Expectations of the return of Europe to buy Russian gas
As for the European Union, Salameh explains that the Ukraine conflict has cost more than two trillion dollars, of which $800 billion is in subsidies for the energy bills of the peoples of European countries, financial support and military equipment sent by Europe to Ukraine, in addition to support for industrial economic sectors in the European Union to encourage companies that left the union. European Union due to high energy prices to countries where energy prices are lower.
The international oil expert predicted that the European Union would return within less than two years to buying cheap Russian oil, because the economy of the European Union countries was built since the seventies on cheap Russian gas, and therefore in order for European countries to rebuild their economy, they must import Russian gas, whose price is much lower than the price of Russian gas. liquid gas.
slight shrinkage
For his part, Raed Al-Khader, Head of the Financial Markets Research Department at the Equiti Group, points out that the Institute of International Finance predicted last March that the Russian economy would contract by 15 percent by the end of 2022. However, it appears that the Russian economy shrank during the past year by a much smaller rate. The International Monetary Fund expects the Russian economy to rebound slightly by 0.3 percent in 2023.
Within days of the war, the Russian Central Bank witnessed the freezing of foreign assets worth $300 billion, and in the following weeks and months Western governments moved to block all foreign investment, three-quarters of the Russian financial sector was cut off from the SWIFT payments network, and exports of high-tech components were banned, as well Flights, freight, maintenance and insurance services to Russia have been halted, according to Al-Khidr.

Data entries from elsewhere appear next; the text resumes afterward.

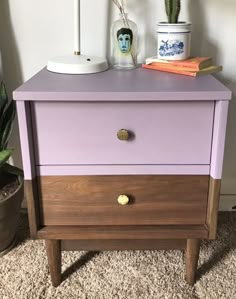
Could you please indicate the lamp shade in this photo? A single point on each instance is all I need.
(76, 63)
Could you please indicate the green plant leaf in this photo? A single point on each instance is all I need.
(13, 170)
(3, 98)
(6, 124)
(4, 156)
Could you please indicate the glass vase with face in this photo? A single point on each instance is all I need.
(124, 43)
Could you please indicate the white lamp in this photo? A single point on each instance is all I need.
(77, 64)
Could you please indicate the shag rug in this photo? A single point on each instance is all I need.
(24, 272)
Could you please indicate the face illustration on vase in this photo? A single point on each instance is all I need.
(125, 39)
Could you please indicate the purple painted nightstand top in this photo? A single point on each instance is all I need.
(112, 85)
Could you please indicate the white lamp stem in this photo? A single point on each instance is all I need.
(77, 27)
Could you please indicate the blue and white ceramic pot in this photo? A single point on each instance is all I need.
(174, 41)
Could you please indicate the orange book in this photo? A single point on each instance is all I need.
(206, 71)
(192, 64)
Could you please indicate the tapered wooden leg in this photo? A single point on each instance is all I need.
(53, 248)
(192, 254)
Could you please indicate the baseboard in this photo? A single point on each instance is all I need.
(227, 202)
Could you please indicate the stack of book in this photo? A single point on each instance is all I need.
(195, 66)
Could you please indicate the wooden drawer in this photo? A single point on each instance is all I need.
(86, 133)
(92, 200)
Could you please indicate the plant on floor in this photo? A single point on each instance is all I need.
(7, 115)
(11, 177)
(172, 10)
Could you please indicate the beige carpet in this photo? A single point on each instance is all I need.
(122, 274)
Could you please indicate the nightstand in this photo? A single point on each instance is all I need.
(122, 160)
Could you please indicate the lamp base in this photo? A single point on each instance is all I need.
(77, 64)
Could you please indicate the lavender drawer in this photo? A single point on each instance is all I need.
(80, 133)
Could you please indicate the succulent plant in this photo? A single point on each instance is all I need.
(172, 10)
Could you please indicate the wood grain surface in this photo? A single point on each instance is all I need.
(92, 200)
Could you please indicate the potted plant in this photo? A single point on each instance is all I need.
(174, 37)
(11, 177)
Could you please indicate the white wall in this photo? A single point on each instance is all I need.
(33, 31)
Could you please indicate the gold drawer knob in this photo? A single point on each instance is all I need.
(123, 134)
(123, 199)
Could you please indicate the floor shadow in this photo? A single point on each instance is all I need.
(226, 242)
(79, 263)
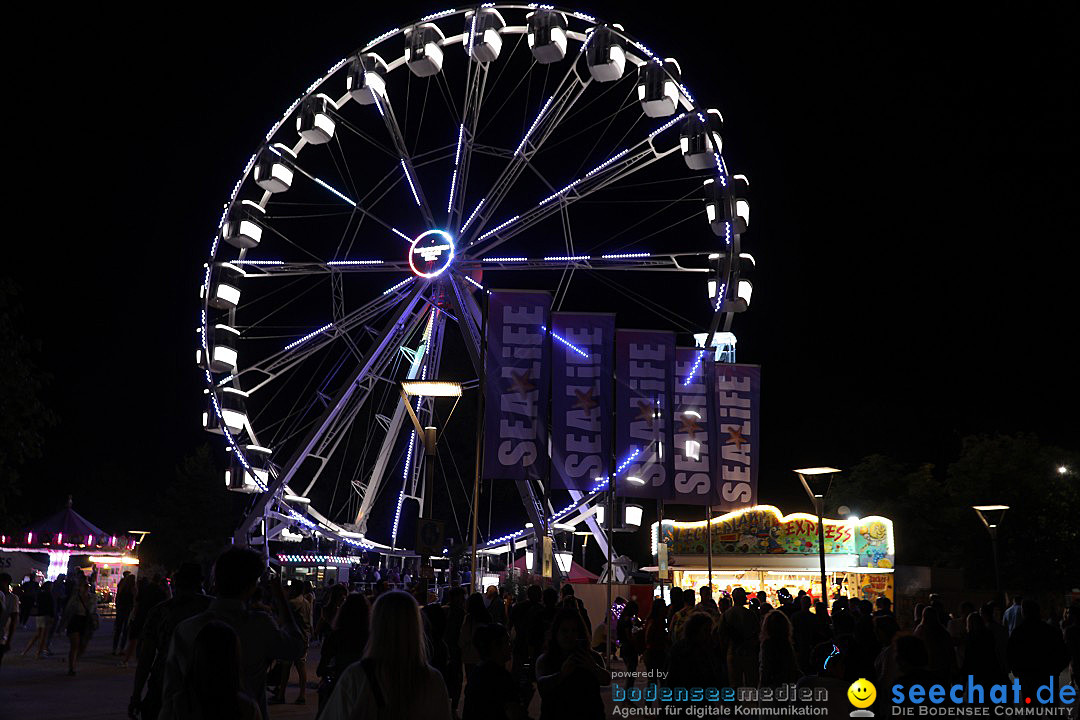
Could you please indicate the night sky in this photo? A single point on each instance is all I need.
(913, 185)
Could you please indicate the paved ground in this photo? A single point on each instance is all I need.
(41, 688)
(32, 688)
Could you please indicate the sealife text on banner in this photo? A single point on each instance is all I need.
(645, 363)
(582, 347)
(515, 369)
(694, 449)
(738, 391)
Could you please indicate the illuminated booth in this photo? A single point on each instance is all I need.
(759, 548)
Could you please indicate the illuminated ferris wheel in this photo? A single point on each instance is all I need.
(498, 146)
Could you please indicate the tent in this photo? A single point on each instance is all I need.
(578, 573)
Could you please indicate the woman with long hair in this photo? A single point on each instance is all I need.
(777, 655)
(657, 643)
(345, 644)
(212, 690)
(393, 680)
(476, 614)
(569, 675)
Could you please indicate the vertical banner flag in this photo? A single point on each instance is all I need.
(645, 361)
(694, 449)
(738, 419)
(515, 394)
(582, 366)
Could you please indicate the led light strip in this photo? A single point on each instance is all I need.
(693, 368)
(308, 336)
(566, 342)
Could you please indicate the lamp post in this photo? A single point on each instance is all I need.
(991, 516)
(429, 436)
(817, 481)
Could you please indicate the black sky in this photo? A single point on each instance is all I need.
(913, 175)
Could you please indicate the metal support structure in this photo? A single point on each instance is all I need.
(390, 335)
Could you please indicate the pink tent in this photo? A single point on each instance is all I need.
(578, 573)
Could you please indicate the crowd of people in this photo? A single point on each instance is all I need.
(391, 653)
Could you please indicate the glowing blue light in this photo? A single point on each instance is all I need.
(308, 337)
(473, 215)
(622, 256)
(500, 227)
(566, 342)
(693, 368)
(431, 253)
(397, 286)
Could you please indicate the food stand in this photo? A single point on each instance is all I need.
(760, 548)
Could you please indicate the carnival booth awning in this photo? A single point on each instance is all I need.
(65, 534)
(760, 548)
(577, 574)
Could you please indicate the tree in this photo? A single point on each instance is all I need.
(193, 515)
(24, 418)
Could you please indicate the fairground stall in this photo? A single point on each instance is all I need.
(760, 548)
(65, 542)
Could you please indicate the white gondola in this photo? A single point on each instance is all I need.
(211, 422)
(271, 173)
(483, 34)
(658, 87)
(225, 341)
(314, 122)
(700, 138)
(423, 52)
(547, 36)
(252, 478)
(605, 55)
(233, 410)
(243, 228)
(224, 286)
(367, 79)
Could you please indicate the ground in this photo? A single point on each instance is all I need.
(42, 689)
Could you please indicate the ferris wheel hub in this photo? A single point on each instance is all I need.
(431, 253)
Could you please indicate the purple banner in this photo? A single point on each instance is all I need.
(696, 447)
(515, 396)
(738, 390)
(582, 367)
(644, 368)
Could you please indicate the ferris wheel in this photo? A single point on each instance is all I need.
(501, 146)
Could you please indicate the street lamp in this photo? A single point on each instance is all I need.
(429, 389)
(817, 481)
(991, 516)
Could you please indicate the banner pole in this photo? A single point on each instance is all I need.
(709, 542)
(480, 440)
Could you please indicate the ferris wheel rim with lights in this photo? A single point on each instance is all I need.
(605, 54)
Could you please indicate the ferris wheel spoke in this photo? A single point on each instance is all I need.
(557, 105)
(404, 159)
(396, 327)
(259, 375)
(340, 195)
(621, 165)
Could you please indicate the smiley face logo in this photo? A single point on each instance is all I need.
(862, 693)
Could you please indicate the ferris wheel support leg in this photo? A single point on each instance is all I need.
(391, 333)
(594, 527)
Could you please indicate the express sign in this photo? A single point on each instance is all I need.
(431, 253)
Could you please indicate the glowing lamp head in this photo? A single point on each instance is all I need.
(431, 253)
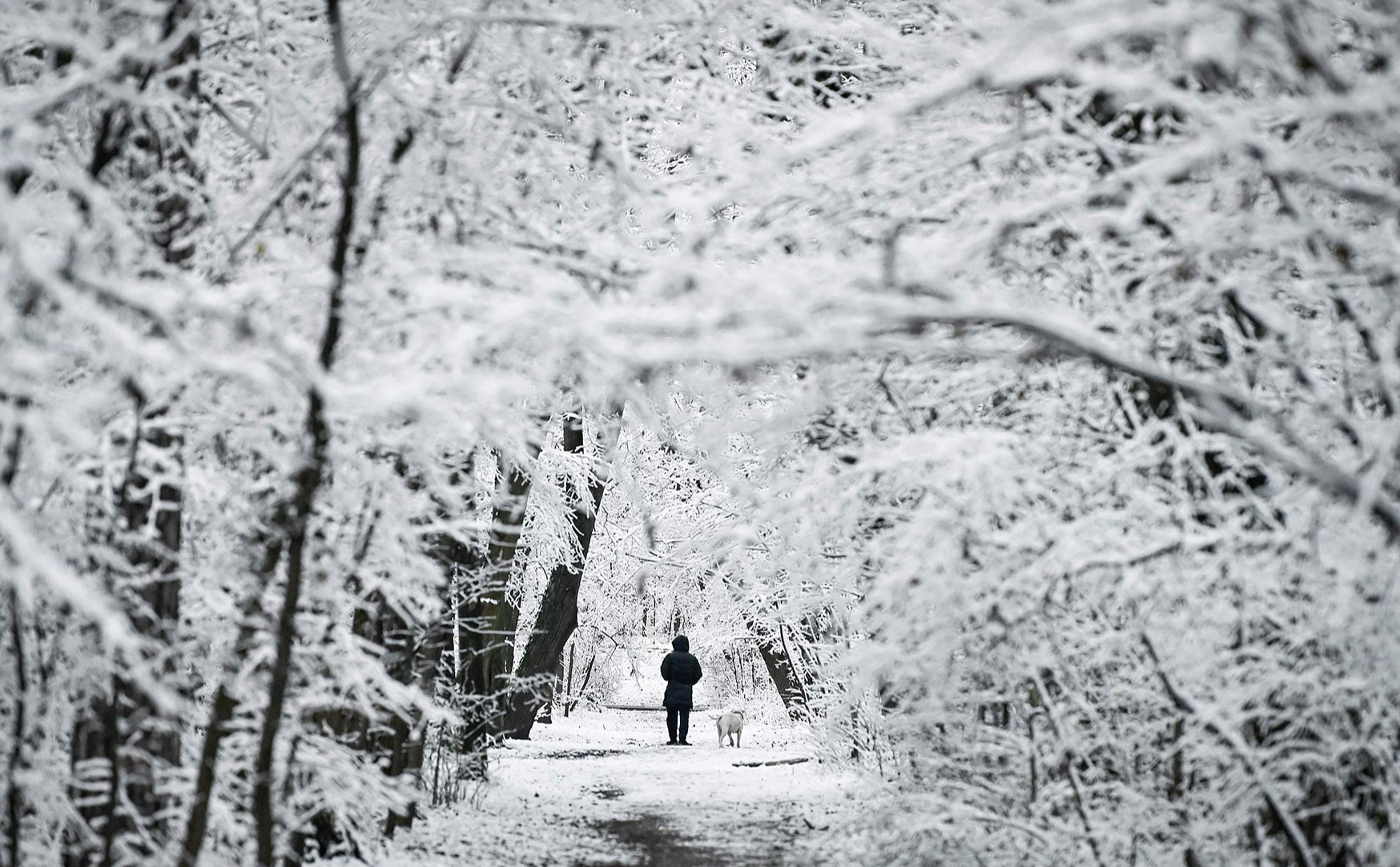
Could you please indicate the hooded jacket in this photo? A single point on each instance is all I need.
(682, 672)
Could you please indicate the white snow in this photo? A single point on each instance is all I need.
(601, 789)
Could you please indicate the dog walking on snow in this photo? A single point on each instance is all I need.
(731, 725)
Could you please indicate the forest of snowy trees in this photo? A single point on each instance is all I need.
(1008, 387)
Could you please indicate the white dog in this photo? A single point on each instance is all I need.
(731, 723)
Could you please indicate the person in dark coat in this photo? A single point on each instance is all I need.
(681, 672)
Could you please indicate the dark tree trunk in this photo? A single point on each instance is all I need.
(559, 607)
(493, 644)
(310, 476)
(786, 679)
(122, 743)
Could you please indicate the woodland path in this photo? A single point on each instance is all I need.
(604, 790)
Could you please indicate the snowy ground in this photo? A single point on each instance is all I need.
(601, 789)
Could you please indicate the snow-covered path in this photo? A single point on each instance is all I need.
(601, 789)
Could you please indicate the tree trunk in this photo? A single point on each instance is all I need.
(492, 614)
(559, 607)
(786, 679)
(122, 745)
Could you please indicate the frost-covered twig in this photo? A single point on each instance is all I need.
(1186, 705)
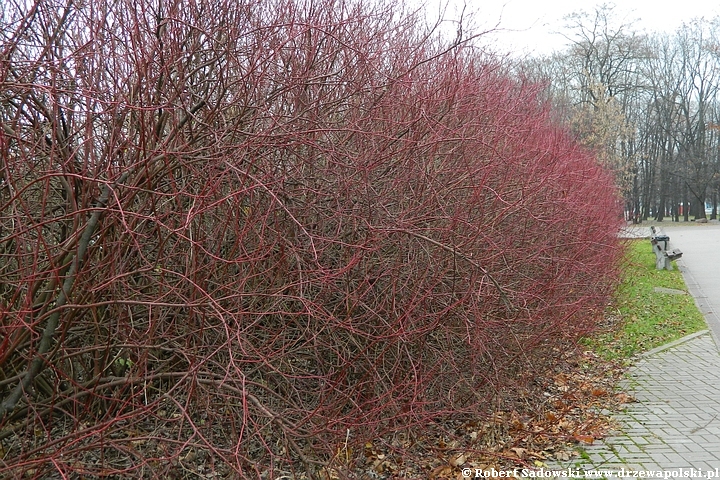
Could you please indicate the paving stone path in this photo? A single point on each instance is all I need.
(675, 422)
(674, 425)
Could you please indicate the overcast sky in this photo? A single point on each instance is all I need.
(528, 24)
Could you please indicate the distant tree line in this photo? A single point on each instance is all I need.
(648, 104)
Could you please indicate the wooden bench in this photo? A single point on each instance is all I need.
(660, 244)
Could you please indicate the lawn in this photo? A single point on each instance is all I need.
(643, 318)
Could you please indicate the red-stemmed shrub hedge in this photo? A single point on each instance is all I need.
(260, 231)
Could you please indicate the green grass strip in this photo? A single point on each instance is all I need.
(644, 318)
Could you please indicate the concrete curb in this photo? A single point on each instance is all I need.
(674, 343)
(712, 319)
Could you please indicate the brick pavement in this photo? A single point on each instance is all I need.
(675, 423)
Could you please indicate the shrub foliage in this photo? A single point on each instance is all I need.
(264, 229)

How did the Russian Central Bank deal with the challenges?
Al-Khidr answers this question by saying: “Through capital controls and sharp hikes in interest rates, the Russian Central Bank averted a catastrophic financial crisis in the spring of 2022. Moreover, the remaining financial reserves will provide the government with a cushion for some time to come, as the central bank witnessed unfair sanctions.” It was preceded by the United States and Europe freezing its assets in American territory with the aim of preventing it from using its foreign reserves to support the ruble, and many Russian banks were also prevented from joining the SWIFT system.
Meanwhile, the US Treasury sanctioned two large Russian banks and banned the trading of securities issued in Russia, and this led to the ruble dropping to a record low against the dollar before the currency began to recover again and the Russian Central Bank gradually retreated from the emergency increase in the interest rate by 20 percent. Which he approved in February 2022 after the outbreak of the Ukrainian war, and kept interest rates steady at 7.5 percent since they were last cut last September, after he ended the interest-cutting cycle that lasted for months, according to what the head of the financial market research department at Equiti Group said.